I was amazed at how efficient it was at removing paint and thought I'd share the experience. Not sure but I think brake fluid is cheaper than your average tin of paint stripper and well worth considering!

Regards IDP


----------



## Kermit (May 19, 2010)

It will strip off a baked on finish as well, but takes a few days to soften it up.
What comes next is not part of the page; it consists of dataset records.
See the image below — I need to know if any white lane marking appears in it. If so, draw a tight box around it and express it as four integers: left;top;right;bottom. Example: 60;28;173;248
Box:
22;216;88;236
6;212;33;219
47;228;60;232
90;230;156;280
AND will remove a cars paint job in about one week exactly. DAMHIKT

 ;D


----------



## IDP (May 19, 2010)

Have seen brake fluid completely wreck a car paint job overnight !


----------



## krv3000 (May 26, 2010)

HI brake fluid is also good penetrating oil


----------



## HS93 (May 26, 2010)

in the UK you can get a pan cleaner called Fairy power spray, I used it to remove some car paint and some enamel, not as harmful as brake cleaner and can be washed off.
I was very sceptical when someone told me about it but it took it all off after a half hour .

Peter


----------



## Ed T (May 28, 2010)

I've also had good luck using brake FLUID (not cleaner) to remove paint from plastic parts like models where I screwed up the paint job. As always, test in an area you don't care about.


----------



## kcmillin (May 28, 2010)

Is there a specific brake fluid that works best? DOT 3, DOT 4, DOT 5, or any other DOT or no DOT, whatever you think is best. 

Kel


Oh, and a side thought. You may not want to use brake fluid as a paint thinner, if your substraight is made of certain types of plastic. (I'm not sure which ones) You should always do a test, and let it sit for a day or so. It can be extremely corrosive to plastic.


----------



## johnthomp (Jun 1, 2010)

heres another one to consider my grandmother made me clean the limescale out of her kettle a few years ago when i was looking after her she told me to fill it to the brim with cocacola i thought she was either loseing her marbles or haveing me on but 2 hours later when i was asked to rinse it out i was astonished to find the kettle was like brand new inside so later i experimented with the stuff i threw 2 litres down the toilet and that too came up like new and it also found out given enough time it can not only remove paint but annodize and powdercote god only knows what its doing to my guts !!!!


----------



## Ed T (Jun 19, 2010)

Belated reply regarding what kind of brake fluid. DOT 3 or 4 should be the ticket. DOT5 is silicone fluid and won't work at all and you'll never get paint to stick to the part again. WRT Coke as a cleaner, it is a fairly strong acid and will work well on any base material (lime build up for instance), but, while it may affect some paints eventually, it's not first on my list since there are many other choices that work better.


----------